TRIBUNNEWS.COM, JAKARTA – Rektor Universitas Jenderal Ahmad Jani Hikmahanto Juwana menilai Badan Usaha Milik Negara (BUMN) tidak bisa berkembang jika keputusan negara dikriminalisasi.
Menurut Hikmahanto, para pimpinan perusahaan, khususnya di BUMN, takut akan tanggung jawab pidana jika keputusan bisnisnya merugi.
Jadi dia (Direktur BUMN) asal-asalan saja, tidak mau ambil risiko. Para pemimpin ini adalah penghindar risiko, bukan pengambil risiko. Menghindari risiko. “Hal ini akan menyulitkan BUMN untuk mencetak dividen dalam jumlah besar dan melakukan berbagai inovasi dan ekspansi yang diperlukan,” kata Hikmahanto, Rabu (22/5/2024).

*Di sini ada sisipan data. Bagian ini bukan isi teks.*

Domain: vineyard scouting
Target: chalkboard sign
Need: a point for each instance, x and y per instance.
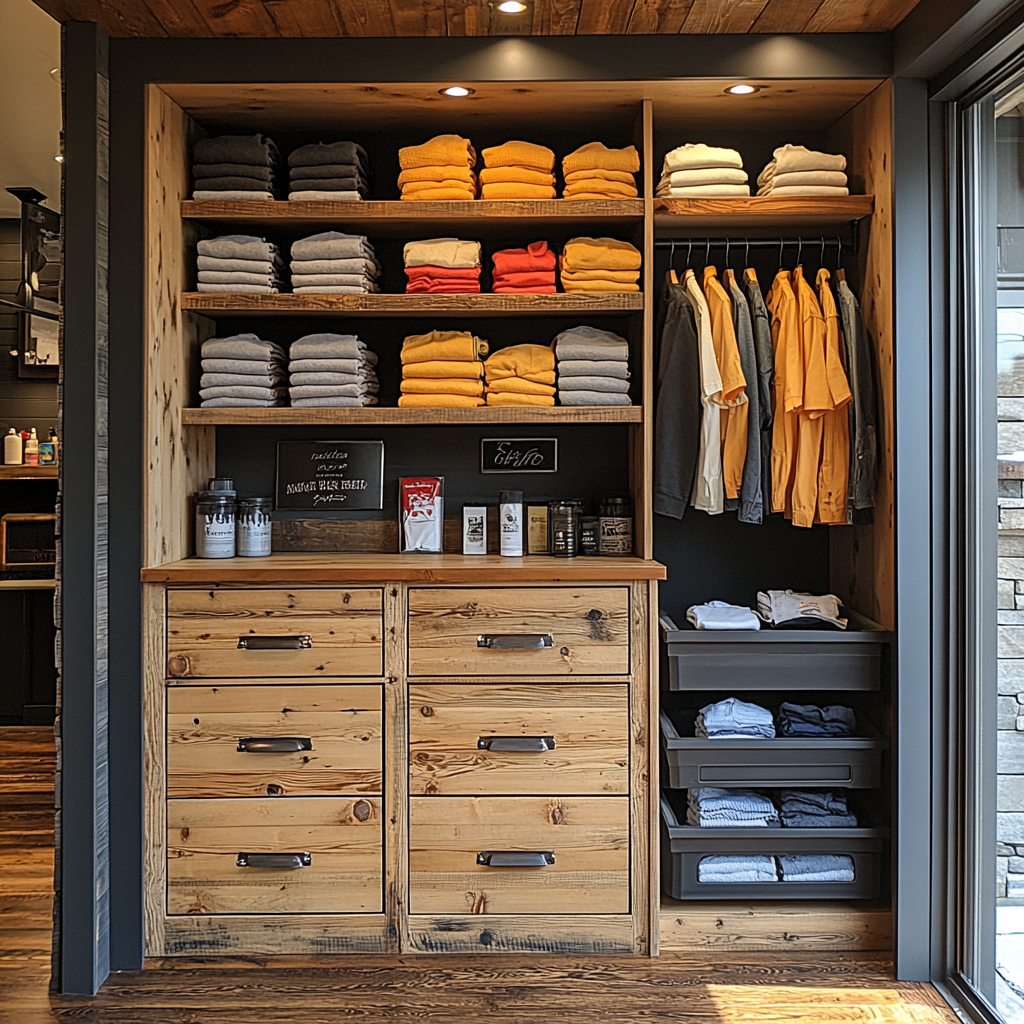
(518, 455)
(330, 476)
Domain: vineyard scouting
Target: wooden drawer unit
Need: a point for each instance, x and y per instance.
(306, 855)
(509, 739)
(273, 740)
(514, 855)
(248, 633)
(518, 631)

Namun, Guru Besar Universitas Indonesia itu mengatakan, jika kepala sekolah terbukti “tak henti-hentinya” melakukan penipuan, maka tindakan lebih tegas tetap harus diambil.

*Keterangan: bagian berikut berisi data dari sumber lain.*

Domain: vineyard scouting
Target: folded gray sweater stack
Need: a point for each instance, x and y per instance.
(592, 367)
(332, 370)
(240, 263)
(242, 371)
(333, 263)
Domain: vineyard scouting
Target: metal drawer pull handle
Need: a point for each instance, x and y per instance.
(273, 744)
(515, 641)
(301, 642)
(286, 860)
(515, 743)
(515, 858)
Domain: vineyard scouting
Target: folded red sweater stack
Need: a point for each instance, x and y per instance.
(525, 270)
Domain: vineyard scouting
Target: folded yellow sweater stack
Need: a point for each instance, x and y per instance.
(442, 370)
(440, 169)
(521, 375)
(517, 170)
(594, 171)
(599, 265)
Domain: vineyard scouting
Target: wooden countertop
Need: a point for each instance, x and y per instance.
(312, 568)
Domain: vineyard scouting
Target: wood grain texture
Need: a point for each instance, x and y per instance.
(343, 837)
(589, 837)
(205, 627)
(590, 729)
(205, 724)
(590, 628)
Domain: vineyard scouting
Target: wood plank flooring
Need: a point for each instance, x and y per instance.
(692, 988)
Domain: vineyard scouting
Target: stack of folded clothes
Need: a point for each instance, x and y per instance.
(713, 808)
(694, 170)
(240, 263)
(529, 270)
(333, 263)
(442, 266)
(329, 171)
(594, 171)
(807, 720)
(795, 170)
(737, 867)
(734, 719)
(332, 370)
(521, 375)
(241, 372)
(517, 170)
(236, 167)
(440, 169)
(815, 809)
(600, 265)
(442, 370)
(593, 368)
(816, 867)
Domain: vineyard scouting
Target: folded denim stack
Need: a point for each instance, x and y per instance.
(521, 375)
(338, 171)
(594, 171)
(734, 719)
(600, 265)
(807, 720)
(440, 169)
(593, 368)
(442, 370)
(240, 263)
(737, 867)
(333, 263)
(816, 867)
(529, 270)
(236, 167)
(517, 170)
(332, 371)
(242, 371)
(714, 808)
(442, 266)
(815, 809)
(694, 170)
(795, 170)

Menurutnya, kerugian merupakan bagian dari risiko dalam berbisnis.
BUMN tidak bisa berkembang jika keputusannya dikriminalisasi karena direksi akan dituntut karena takut dituntut pidana, kata Hikmahanto.
“Sutradara itu bukan pesulap, dia mengambil keputusan (setelah) mengetahui berbagai simulasi sudah dilakukan bahkan ada ahli yang terlibat, tapi tiba-tiba ada perang, atau tiba-tiba nilai rupee naik atau misalnya ada Covid. Dia tidak bisa memprediksi,” kata Hikmahanto.
Jaksa Agung Muda Perdata dan Tata Usaha Negara Ferri Wibisono mengamini kerugian perusahaan bukan menjadi tanggung jawab direksi.
Ferry mengatakan, kerugian perseroan bukan menjadi tanggung jawab direksi atau pejabat sepanjang kerugian tersebut diambil berdasarkan keputusan sesuai kebijaksanaannya.
“Keputusan itu diambil tanpa ada benturan kepentingan dan diambil dalam lingkup kewenangan yang benar-benar demi kepentingan terbaik perusahaan. Jadi kalau ada kerugian dan usahanya tunduk pada aturan penilaian, itu kerugian usaha. . Tidak ada risiko hukum bagi mereka yang terlibat,” kata Ferry.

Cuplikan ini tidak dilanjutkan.